Os dois são um casal feliz, que vivem romanticamente os seus dias, com uma rotina tão repleta de amor e ternura que parece idealizada, não real. No entanto, durante a estadia deles em Genebra, esse estado de perfeição é abalado, especialmente depois de um dia onde os dois se deparam com Phillip, um homem conhecido de Marcel, que é interpretado por Luigi Pistilli.
O encontro se dá em uma boate, onde shows burlescos ocorrem, inclusive com um curioso número de striptease com uma mulher de pele morena, tratada como exótica unicamente pelo fato de não ser caucasiana.
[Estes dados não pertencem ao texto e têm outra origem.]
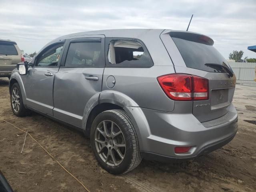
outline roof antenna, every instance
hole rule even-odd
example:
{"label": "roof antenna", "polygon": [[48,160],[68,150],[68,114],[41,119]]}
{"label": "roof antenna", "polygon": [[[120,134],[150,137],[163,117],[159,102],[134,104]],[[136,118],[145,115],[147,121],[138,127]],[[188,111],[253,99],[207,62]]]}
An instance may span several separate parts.
{"label": "roof antenna", "polygon": [[192,18],[193,17],[193,14],[192,14],[192,16],[191,16],[191,18],[190,18],[190,20],[189,22],[189,23],[188,24],[188,28],[187,28],[186,31],[188,31],[188,28],[189,27],[190,25],[190,22],[191,22],[191,20],[192,20]]}

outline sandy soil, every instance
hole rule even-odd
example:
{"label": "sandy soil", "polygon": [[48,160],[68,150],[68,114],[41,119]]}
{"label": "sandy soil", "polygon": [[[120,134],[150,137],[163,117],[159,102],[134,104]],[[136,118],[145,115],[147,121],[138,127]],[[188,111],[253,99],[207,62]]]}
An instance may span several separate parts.
{"label": "sandy soil", "polygon": [[[227,146],[181,164],[143,161],[132,172],[115,176],[99,166],[81,133],[36,113],[14,116],[8,84],[0,78],[0,115],[28,130],[91,192],[256,191],[256,86],[237,85],[233,102],[239,130]],[[15,191],[84,191],[30,137],[21,154],[21,133],[0,119],[0,169]]]}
Há de se lembrar que essa é uma obra dos anos 1960, onde o cenário cultural não mirava a diversidade, tampouco tratava de povos não eurocêntricos com o devido respeito e cuidado. Nos giallis também é possível notar uma forma bem misógina de tratar as histórias, para além do óbvio fato de que os assassinos normalmente matavam mulheres.
De volta à trama, Phillip evita o protagonista, verbaliza o seu incomodo e sai de perto dele, deixando claro que não deseja conversar com o sujeito. Marcel afirma que a América não o mudou, mas nenhuma tentativa de conversa amistosa o ajuda conversar com o seu conhecido.
Phillip chama Marcel de assassino, culpando-o pelo suicídio de Suzanne, a antiga amada dele. Não demora até que o personagem de Sorel confesse a sua atual esposa, que foi feliz com seu antigo par e que teve que deixá-la a força. Entra um flashback, que mostra ele apanhando de bandidos, graças a uma dívida que contraiu com agiotas.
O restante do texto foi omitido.